Emilia is a neurodiverse preteen who struggles with concentrating in school. But she has a great team to help her focus: her driven mom, her somewhat controlling abuela, and her best friend, Gus. But when Emilia's dad returns from the Marines, she's not so sure how to communicate with him. He seems so...different. And if that isn't stressful enough, something's going wrong in her neighborhood. Why are all the parents upset that her school is absorbing new students? Why does Clarissa treat Gus differently? Why does it suddenly feel like she lives in two worlds? This is a book about the heart: the heart of community, the heart of family, and the heart of history. You'll be rooting for Emilia from beginning to end.
Mac Barnett, beloved children's author, has published quite a few cherished books. But before he was a New York Times bestselling author, he was a kid. And when he was a kid, he was a spy. This (true?) story chronicles Mac's early years as an undercover spy for the Queen of England and all the dangerous cool-guy tasks he had to complete to rescue the crown jewels. Perfect for the kid with a big imagination who enjoys a good laugh.

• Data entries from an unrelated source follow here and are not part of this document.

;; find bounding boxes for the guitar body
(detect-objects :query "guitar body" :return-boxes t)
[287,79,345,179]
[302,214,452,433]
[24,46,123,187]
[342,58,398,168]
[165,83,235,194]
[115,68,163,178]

Can be read aloud or read alone by a new reader!
Lolly's brother died last year. Everything is mostly back to normal, but Lolly still feels a stone in his heart when he thinks about Jermaine. The only time he feels better is when he's building his Legos. One day, he starts building out of his imagination instead of following the instructions--and slowly, his worldview begins to change. Told with a strong and compassionate voice, The Stars Beneath Our Feet is a tender story about grief, family, and coming together as a community.
A moving story about life and death and what lives on. The Poet's Dog is Teddy, an Irish Wolfhound, and he is the thread that connects the past and the present. Through him, the love of his former owner, Sylvan, who gave him words, and taught him to save others, lives on. A slim and meditative book about love and caring for others during times of hardship.